We are in a time where everyone gets a trophy just for showing up. Where everyone has the ability to spout whatever he or she want about a subject whether they are qualified to or not. Where parents yell at teachers because their child didn’t get an A+ for C- work. Where people want only success handed to them because they are special just like everyone else. They are afraid to fail. But without failure there is no real success.

This is from a couple of books I’m reading about the scientific process:

Modern science involves the idiosyncratic, often bumbling search for understanding in uncharted territories, full of wrong turns, false findings, and the occasional remarkable success. The scientific enterprise is riddled with mistakes and errors – and this is a good thing! The origins of scientific research are a process that relies upon trial and error, one, which inevitably results in a hefty dose of failure. In fact, scientists throughout history have relied on failure to guide their research, viewing mistakes as a necessary part of the process.

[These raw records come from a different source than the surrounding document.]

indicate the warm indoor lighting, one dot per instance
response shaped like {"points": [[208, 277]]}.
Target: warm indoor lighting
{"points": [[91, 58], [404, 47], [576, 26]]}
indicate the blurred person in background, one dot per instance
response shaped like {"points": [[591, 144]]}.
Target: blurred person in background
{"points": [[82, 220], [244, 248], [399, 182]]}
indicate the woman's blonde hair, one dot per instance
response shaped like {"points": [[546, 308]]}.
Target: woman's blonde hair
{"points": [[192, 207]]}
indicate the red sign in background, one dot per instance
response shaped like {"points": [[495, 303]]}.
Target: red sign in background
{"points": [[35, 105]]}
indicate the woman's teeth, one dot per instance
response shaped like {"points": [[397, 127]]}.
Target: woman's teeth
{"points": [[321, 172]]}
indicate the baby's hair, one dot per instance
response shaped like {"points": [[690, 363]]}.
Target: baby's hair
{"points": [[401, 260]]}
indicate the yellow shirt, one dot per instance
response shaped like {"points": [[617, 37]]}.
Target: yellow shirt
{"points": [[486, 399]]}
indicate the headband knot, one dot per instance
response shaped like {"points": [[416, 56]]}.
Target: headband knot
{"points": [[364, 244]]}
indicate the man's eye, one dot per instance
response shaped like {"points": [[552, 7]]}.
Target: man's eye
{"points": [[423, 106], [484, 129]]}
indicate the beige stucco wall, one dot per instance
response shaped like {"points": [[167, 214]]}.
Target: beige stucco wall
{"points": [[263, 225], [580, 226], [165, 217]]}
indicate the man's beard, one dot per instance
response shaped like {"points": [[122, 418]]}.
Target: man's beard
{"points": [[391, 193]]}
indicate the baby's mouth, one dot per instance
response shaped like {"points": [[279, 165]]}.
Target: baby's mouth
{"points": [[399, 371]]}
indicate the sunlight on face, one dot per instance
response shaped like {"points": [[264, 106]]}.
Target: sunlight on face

Most of us have a false impression of science as a surefire, deliberate, step-by-step method for finding things out and getting things done. The process is more hit-or-miss than you might imagine, with much stumbling and groping after phantoms. But it is exactly this “not knowing,” this puzzling over thorny questions or inexplicable data, that gets researchers into the lab early and keeps them there late, the thing that propels them, the very driving force of science.

What does this have to do with martial arts? It is my belief that to be a martial artist you must first be a martial scientist, which means treating your training like scientific research, complete with mistakes, errors and failure.

Too many practitioners collect techniques learning only the movements at the surface without ever going deep into the principles within. They get their belts and think I know this. They are afraid of saying, “I don’t know”, they are afraid of failure.

However discovery, learning, and progress begin with the simple statement of, “I don’t know”. From there, you experiment, bumble into uncharted territories, full of wrong turns, false findings, and the occasional remarkable success. Like the scientist it is the “not knowing” that keeps you going, year after year, decade after decade puzzling over the concepts and questions hidden inside the next technique.

Do not fear failure, embrace it, use it, let it motivate you to the success you seek.